In this work, we investigate if the concept scores of VLM's like CLIP faithfully represent the visual truth. Experiments on three benchmark datasets - CUB, RIVAL, and AwA2, expose two problems.

1. Low Concept Accuracy - CLIP model has a low concept accuracy despite achieving a high classification performance i.e., the concept scores donot faithfully represent the visual input, which makes the resulting model less trustworthy. 

2. Incorrect Concept Association - For challenging classification problems like CUB, the CLIP model is sensitive and biased towards the primary color of the bird and associate this dominant color to all other body parts. It struggles to correctly attribute the fine-grain concepts to the visual input.

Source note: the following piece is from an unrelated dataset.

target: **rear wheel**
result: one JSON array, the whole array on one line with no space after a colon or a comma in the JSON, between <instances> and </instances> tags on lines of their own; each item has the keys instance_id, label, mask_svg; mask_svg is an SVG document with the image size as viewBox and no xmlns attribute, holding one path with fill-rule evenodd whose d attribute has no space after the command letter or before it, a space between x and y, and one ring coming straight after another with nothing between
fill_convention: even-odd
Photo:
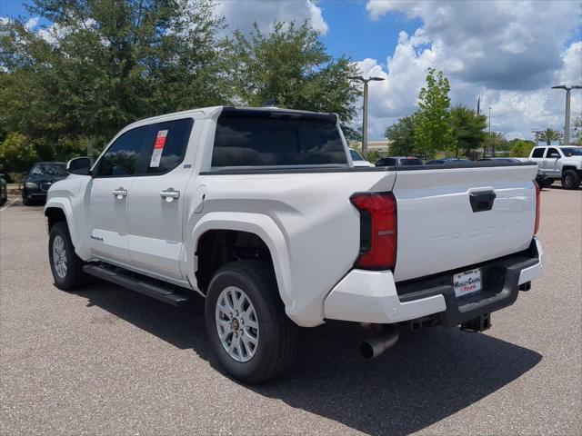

Evaluation of CLIP concept scores.

Improving Concept Alignment with Contrastive Semi-Supervised (CSS) Learning

- In order to improve concept alignment, obtaining the supervisory concept labels for all training samples is cumbersome. Hence, we propose a novel Contrastive Semi-Supervised (CSS) learning approach that can improve the concept alignment in Vision-Language Concept Bottleneck Models (VL-CBM) with fewer labeled concept examples.

- Our approach encourages consistent concept activations within the same class whislt discriminating (contrasting) them from the other classes. It then uses a few labelled concept examples (semi-supervision) per class to align them with the ground truth.

- CSS method substantially increases the concept accuracy (+39.1% for CUB, +18.63% for RIVAL, +39.11% for AwA2) and enhances the overall classification accuracy (+5.61% for CUB, +2.84% for RIVAL, +3.06% for AwA2) with only a handful of human-annotated concept labels per class..

Visualization of top−8 concept scores for the CUB (birds) and AwA2 (animals) datasets. Incorrectly activated concepts are highlighted in red.

Grad-CAM visualization of learned concepts.

Class-level Intervention

- Intervention in CBM is typically performed at an instance level, where a handful of error images are arbitrarily chosen for debugging. But, choosing the error images are non-trivial for fine-grain classification problems which have fewer samples per class and even visually similar classes.

- We propose a class-level intervention approach for fine-grain classification problems, where we first compute an error matrix to identify the “confounding classes” and then intervene the error images of these classes to further increase classification performance.

Confounding classes - birds that are visually similar yet belong to different sub-species.

Class-level intervention of CSS VL-CBM for the confounding classes - California Gull, Western Gull, Common Tern, and Artic Tern.